Here's this week's problem.

-----

Problem: Show that for each $\alpha\in\left[0,1\right)$, there is a perfect symmetric set with Lebesgue measure $\alpha$.

-----

Hint: [sp]Construct this set in a way that is similar to how the Cantor set is constructed.[/sp]

 

[Chris L T521]

No one answered this week's problem. You can find my solution below.

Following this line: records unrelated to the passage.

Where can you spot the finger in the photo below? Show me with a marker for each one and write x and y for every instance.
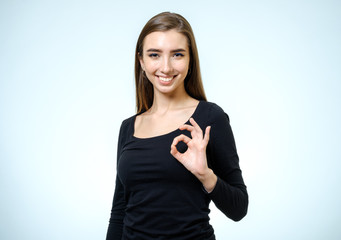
(195, 125)
(207, 134)
(181, 138)
(186, 127)
(176, 154)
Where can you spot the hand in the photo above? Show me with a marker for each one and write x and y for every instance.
(194, 159)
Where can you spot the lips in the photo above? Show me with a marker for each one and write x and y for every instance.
(165, 79)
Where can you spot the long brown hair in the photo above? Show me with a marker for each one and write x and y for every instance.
(193, 84)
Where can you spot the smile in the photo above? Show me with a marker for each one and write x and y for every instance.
(166, 79)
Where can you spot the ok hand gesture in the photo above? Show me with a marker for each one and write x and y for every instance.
(194, 159)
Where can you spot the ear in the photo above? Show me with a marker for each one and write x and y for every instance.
(141, 62)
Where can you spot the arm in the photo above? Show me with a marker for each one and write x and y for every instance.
(214, 161)
(118, 207)
(230, 194)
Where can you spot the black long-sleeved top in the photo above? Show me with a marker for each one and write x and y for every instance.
(156, 197)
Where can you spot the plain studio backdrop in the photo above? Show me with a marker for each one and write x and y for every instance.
(66, 72)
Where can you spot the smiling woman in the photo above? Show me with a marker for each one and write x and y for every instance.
(177, 154)
(165, 61)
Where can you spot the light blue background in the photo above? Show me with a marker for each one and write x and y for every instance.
(66, 70)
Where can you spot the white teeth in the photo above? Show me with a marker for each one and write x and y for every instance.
(165, 79)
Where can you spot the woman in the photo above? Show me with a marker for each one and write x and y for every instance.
(168, 169)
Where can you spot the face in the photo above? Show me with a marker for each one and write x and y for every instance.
(165, 60)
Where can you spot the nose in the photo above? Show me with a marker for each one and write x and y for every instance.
(166, 65)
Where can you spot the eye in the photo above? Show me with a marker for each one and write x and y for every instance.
(153, 55)
(178, 55)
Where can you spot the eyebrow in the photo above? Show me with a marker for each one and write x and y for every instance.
(158, 50)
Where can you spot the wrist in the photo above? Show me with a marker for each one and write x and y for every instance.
(209, 180)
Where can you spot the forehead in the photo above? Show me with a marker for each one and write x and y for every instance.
(165, 40)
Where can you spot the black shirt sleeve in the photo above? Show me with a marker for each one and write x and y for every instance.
(230, 194)
(118, 207)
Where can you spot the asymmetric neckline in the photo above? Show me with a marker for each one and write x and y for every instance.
(165, 134)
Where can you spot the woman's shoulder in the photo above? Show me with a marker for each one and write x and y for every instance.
(213, 112)
(212, 108)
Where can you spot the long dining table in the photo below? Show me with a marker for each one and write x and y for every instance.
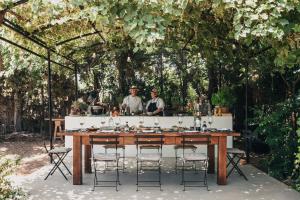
(81, 139)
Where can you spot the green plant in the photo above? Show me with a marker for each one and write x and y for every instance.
(7, 191)
(79, 106)
(275, 124)
(224, 97)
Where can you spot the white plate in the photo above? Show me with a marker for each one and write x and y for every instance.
(148, 131)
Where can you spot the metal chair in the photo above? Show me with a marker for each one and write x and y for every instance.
(120, 146)
(153, 158)
(234, 156)
(60, 153)
(177, 157)
(200, 158)
(105, 157)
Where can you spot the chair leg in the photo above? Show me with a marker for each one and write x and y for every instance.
(123, 167)
(117, 178)
(176, 161)
(159, 174)
(182, 175)
(137, 175)
(235, 165)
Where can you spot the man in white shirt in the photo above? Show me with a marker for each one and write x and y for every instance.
(156, 105)
(132, 103)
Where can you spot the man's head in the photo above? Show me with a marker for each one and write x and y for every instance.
(154, 93)
(133, 90)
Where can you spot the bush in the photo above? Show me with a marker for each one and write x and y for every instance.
(7, 191)
(275, 124)
(224, 97)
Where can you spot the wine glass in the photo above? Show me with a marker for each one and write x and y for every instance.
(81, 122)
(102, 121)
(156, 124)
(210, 121)
(180, 120)
(141, 121)
(117, 122)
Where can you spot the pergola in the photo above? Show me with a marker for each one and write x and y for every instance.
(12, 19)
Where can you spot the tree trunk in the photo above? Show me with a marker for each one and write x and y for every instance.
(212, 81)
(121, 66)
(17, 112)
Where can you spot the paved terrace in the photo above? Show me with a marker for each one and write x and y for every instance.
(259, 187)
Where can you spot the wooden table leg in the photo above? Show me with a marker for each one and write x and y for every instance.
(222, 151)
(211, 161)
(77, 160)
(87, 159)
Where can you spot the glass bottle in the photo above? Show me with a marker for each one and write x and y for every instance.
(204, 126)
(110, 120)
(126, 128)
(197, 124)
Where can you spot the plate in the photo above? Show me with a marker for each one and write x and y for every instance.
(148, 131)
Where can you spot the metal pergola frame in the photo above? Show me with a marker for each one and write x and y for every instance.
(31, 36)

[sp]Proof: We construct this perfect symmetric set in a similar fashion to the Cantor set. Let $C_0=[0,1]$ and let $\alpha\in[0,1)$. Let $R_1:= \left(\dfrac{1+\alpha}{4},\dfrac{3-\alpha}{4}\right)$ be the portion removed from $C_0$. It should be clear that $m(R_1)=\dfrac{1-\alpha}{2}$. Now, define $C_1=C_0\backslash R_1$. We continue this process and define $$R_2 := \left(\frac{1+\alpha}{16}, \frac{3-\alpha}{16}\right)\cup\left(\frac{13+\alpha}{16}, \frac{15-\alpha}{16}\right).$$
It should be clear that $m(R_2)=\dfrac{1-\alpha}{4}$. Now define $C_2=C_1\backslash R_2$. We continue this process ad infinitum. Observe that at the $k$-th step, $m(R_k)=\dfrac{1-\alpha}{2^k}$. In this construction, each $R_k$ is being removed from $C_0$ and $R_i\cap R_j=\emptyset$ for $i\neq j$. Thus, the measure of this set is
$$\begin{aligned} m\left(C_0\setminus \bigcup\limits_{k=1}^{\infty}R_k\right) &= m(C_0)-\sum\limits_{k=1}^{\infty}m(R_k)\\ &= 1 -(1-\alpha) \sum\limits_{k=1}^{\infty}\frac{1}{2^k}\\ &= 1-(1-\alpha)\\ &= \alpha.\end{aligned}$$
This completes the construction.$\hspace{.25in}\blacksquare$[/sp]